What US Constitution?

WASHINGTON — The Obama administration is working to forge a sweeping international climate change agreement to compel nations to cut their planet-warming fossil fuel emissions, but without ratification from Congress.

In preparation for this agreement, to be signed at a United Nations summit meeting in 2015 in Paris, the negotiators are meeting with diplomats from other countries to broker a deal to commit some of the world’s largest economies to enact laws to reduce their carbon pollution. But under the Constitution, a president may enter into a legally binding treaty only if it is approved by a two-thirds majority of the Senate.

To sidestep that requirement, President Obama’s climate negotiators are devising what they call a “politically binding” deal that would “name and shame” countries into cutting their emissions. The deal is likely to face strong objections from Republicans on Capitol Hill and from poor countries around the world, but negotiators say it may be the only realistic path.

Lawmakers in both parties on Capitol Hill say there is no chance that the currently gridlocked Senate will ratify a climate change treaty in the near future, especially in a political environment where many Republican lawmakers remain skeptical of the established science of human-caused global warming.

“There’s a strong understanding of the difficulties of the U.S. situation, and a willingness to work with the U.S. to get out of this impasse,” said Laurence Tubiana, the French ambassador for climate change to the United Nations. “There is an implicit understanding that this not require ratification by the Senate.”

American negotiators are instead homing in on a hybrid agreement — a proposal to blend legally binding conditions from an existing 1992 treaty with new voluntary pledges. The mix would create a deal that would update the treaty, and thus, negotiators say, not require a new vote of ratification.

Countries would be legally required to enact domestic climate change policies — but would voluntarily pledge to specific levels of emissions cuts and to channel money to poor countries to help them adapt to climate change. Countries might then be legally obligated to report their progress toward meeting those pledges at meetings held to identify those nations that did not meet their cuts.

“There’s some legal and political magic to this,” said Jake Schmidt, an expert in global climate negotiations with the Natural Resources Defense Council, an advocacy group. “They’re trying to move this as far as possible without having to reach the 67-vote threshold” in the Senate.

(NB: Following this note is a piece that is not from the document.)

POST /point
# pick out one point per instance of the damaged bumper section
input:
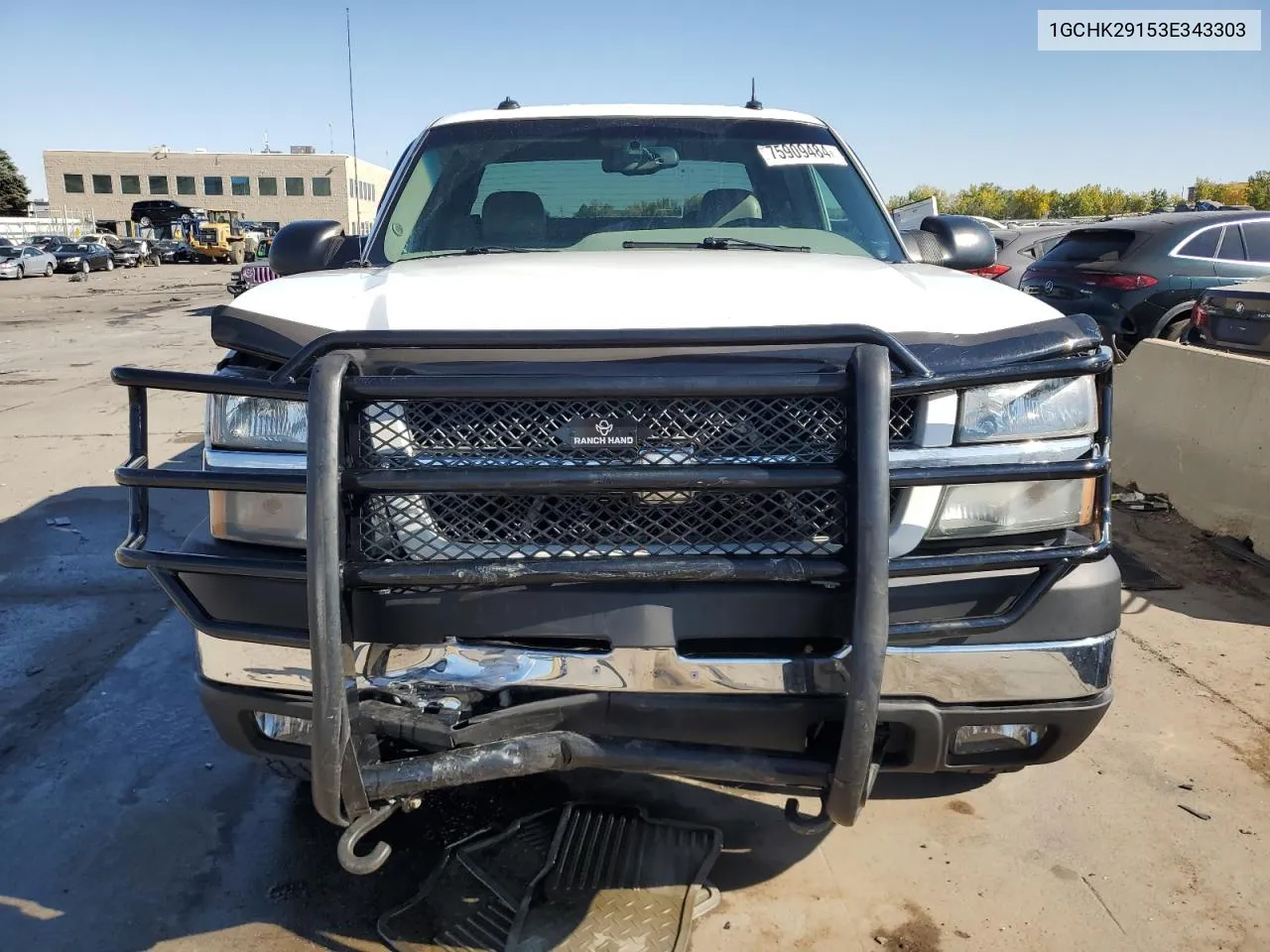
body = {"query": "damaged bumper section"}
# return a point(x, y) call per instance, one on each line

The Obama administration’s climate change negotiators are desperate to avoid repeating the failure of Kyoto, the United Nations’ first effort at a legally binding global climate change treaty. Nations around the world signed on to the deal, which would have required the world’s richest economies to cut their carbon emissions, but the Senate refused to ratify the treaty, ensuring that the world’s largest historic carbon polluter was not bound by the agreement.

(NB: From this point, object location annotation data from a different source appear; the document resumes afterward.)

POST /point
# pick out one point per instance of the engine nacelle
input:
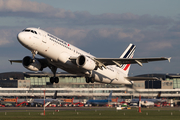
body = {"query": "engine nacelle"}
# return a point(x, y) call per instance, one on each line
point(85, 62)
point(31, 64)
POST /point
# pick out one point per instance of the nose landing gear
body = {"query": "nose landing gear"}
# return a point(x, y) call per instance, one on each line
point(54, 78)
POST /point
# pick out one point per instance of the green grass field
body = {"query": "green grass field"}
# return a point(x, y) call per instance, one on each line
point(89, 114)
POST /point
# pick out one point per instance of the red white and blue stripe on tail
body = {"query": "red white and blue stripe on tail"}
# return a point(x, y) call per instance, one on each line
point(128, 53)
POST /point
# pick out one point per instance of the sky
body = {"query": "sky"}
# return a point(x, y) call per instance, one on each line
point(103, 28)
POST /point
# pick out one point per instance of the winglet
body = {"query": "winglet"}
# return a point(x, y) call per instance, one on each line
point(169, 59)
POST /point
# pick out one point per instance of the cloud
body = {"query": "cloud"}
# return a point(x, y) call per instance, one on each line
point(29, 9)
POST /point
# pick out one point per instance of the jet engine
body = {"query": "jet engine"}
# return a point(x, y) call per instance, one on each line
point(31, 64)
point(85, 62)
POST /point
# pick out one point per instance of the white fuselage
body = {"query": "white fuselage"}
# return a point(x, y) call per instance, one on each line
point(58, 52)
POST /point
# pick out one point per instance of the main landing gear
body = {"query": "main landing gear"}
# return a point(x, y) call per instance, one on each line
point(54, 78)
point(90, 79)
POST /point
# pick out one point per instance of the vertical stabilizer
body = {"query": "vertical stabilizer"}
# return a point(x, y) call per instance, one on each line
point(110, 96)
point(55, 95)
point(128, 53)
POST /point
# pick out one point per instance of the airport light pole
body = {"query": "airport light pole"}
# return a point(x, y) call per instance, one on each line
point(44, 101)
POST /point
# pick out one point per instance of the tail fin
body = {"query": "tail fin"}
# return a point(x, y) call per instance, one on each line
point(128, 53)
point(55, 95)
point(110, 96)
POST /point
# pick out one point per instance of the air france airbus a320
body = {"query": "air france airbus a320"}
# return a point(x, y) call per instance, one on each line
point(58, 53)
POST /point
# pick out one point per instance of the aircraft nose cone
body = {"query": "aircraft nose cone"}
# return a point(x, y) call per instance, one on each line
point(20, 37)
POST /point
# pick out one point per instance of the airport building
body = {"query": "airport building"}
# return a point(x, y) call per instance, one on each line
point(31, 84)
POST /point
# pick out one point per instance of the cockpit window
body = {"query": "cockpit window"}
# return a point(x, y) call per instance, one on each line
point(27, 30)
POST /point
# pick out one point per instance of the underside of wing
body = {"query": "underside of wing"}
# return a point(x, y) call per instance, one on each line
point(113, 61)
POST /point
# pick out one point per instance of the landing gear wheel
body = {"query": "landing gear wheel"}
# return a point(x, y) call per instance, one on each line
point(87, 80)
point(54, 79)
point(92, 80)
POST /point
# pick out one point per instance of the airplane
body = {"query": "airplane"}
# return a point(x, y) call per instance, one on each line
point(47, 101)
point(58, 53)
point(100, 102)
point(150, 100)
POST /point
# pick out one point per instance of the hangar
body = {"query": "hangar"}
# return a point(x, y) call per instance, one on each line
point(28, 84)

Seventeen years later, the Senate obstacle remains. Even though Democrats currently control the chamber, the Senate has been unable to reach agreement to ratify relatively noncontroversial United Nations treaties. In 2012, for example, Republican senators blocked ratification of a United Nations treaty on equal rights for the disabled, even though the treaty was modeled after an American law and had been negotiated by a Republican president, George W. Bush.